Google, Facebook, Twitter, and even Amazon have begun to engage in outright censorship of conservative and non-politically correct sites, blogs, and books. Shadowbanning and deplatforming are becoming more prevalent. The documentary explains how Internet Service Providers (ISPs) are exempt under Section 230 of the Communications Decency Act from liability for what users post online because the companies aren't themselves content producers. Google, Facebook, and Twitter are similarly exempt because they purportedly don't produce content. Yet when they engage in censorship and shadowbanning, they indeed have become content publishers and producers; they have crossed the "Creepy Line."

Possible solutions

There are several independent and possibly concurrent solutions to the problem of Internet dominance, bias, and manipulation. Here are a few considerations:

First, Schweizer says in the film that regulation is probably necessary. But this may not be sufficient since regulation is typically about five years behind technology. Another problem with regulation is that it could freeze current technology and prevent it from adapting and improving on its own.

Second, Epstein is working with developers on three continents to create a monitoring system, similar to a network of confidants he developed in 2016 to monitor election bias.
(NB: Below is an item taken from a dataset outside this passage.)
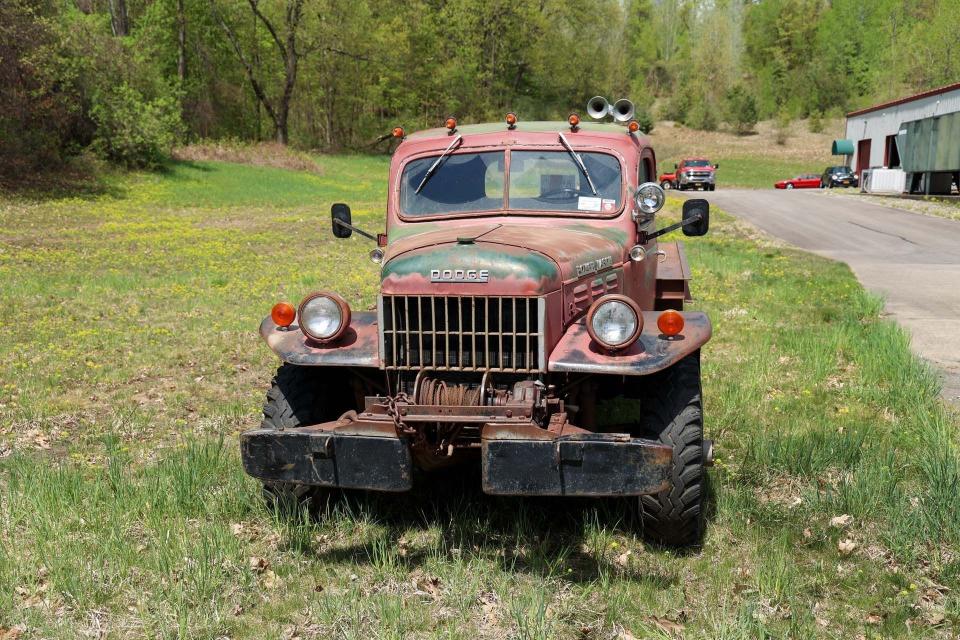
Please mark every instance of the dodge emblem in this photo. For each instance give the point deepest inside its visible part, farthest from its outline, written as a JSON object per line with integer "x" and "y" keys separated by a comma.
{"x": 459, "y": 275}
Such a system would be able to detect evidence of bias or manipulation and report it immediately.2

Alternative search engine sites offer searches without tracking users or filtering results according to user profiles - for example, DuckDuckGo. Because of Europe's sensitivity to privacy issues, a number of alter-native search engines have been developed, including Germany's Unbubble, Britain's Mojeek, France's Qwant, and Swisscows.3 The U.S.-Mexico-Canada Agreement (UMCA) gives tech companies protection under Section 230 of the Communications Decency Act. In addition, Article 19.17 of the UMCA provides tech companies "immunity from lawsuits they may take to restrict material it considers to be harmful or objectionable." As a result, tech companies' right to censor will become entrenched in international law. At the time of this writing, President Trump has signed the UMCA but the House and Senate have not yet ratified the treaty. Trump could delay cancellation of NAFTA in order to provide time for Congress to change the bill.4

Third, Sir Tim Berners-Lee, founder of the World Wide Web, is proposing to reinvent the web with version 3.0. He has launched the Solid project at MIT, which aims to provide true data ownership and improved privacy.5

The Creepy Line allows viewers to become more informed about the objectionable ramifications of today's ubiquitous technology, and to understand the pressing need for viable privacy solutions.


1. Carole Cadwalladr and Emma Graham-Harrison, "Revealed: 50 million Facebook profiles harvested for Cambridge Analytica in major data breach," March 17, 2018.

2. Jan Jekielek and Nathan Su, "'The Creepy Line' Documentary Shows Tech Giants Influencing Voters," The Epoch Times, September 30, 2018.

3. "European privacy search engines aim to challenge Google," Daily Mail, November 21, 2018.

4. Allum Bokhari, "USMCA Entrenches Tech Companies' Right To Censor," Breitbart, December 4, 2018.

The United States-Mexico-Canada Agreement, or USMCA.

5. C. Mitchell Shaw, "Inventor of the Web Prepares to Launch Web 3.0, Predicts Privacy Revolution," New American, November 25, 2018.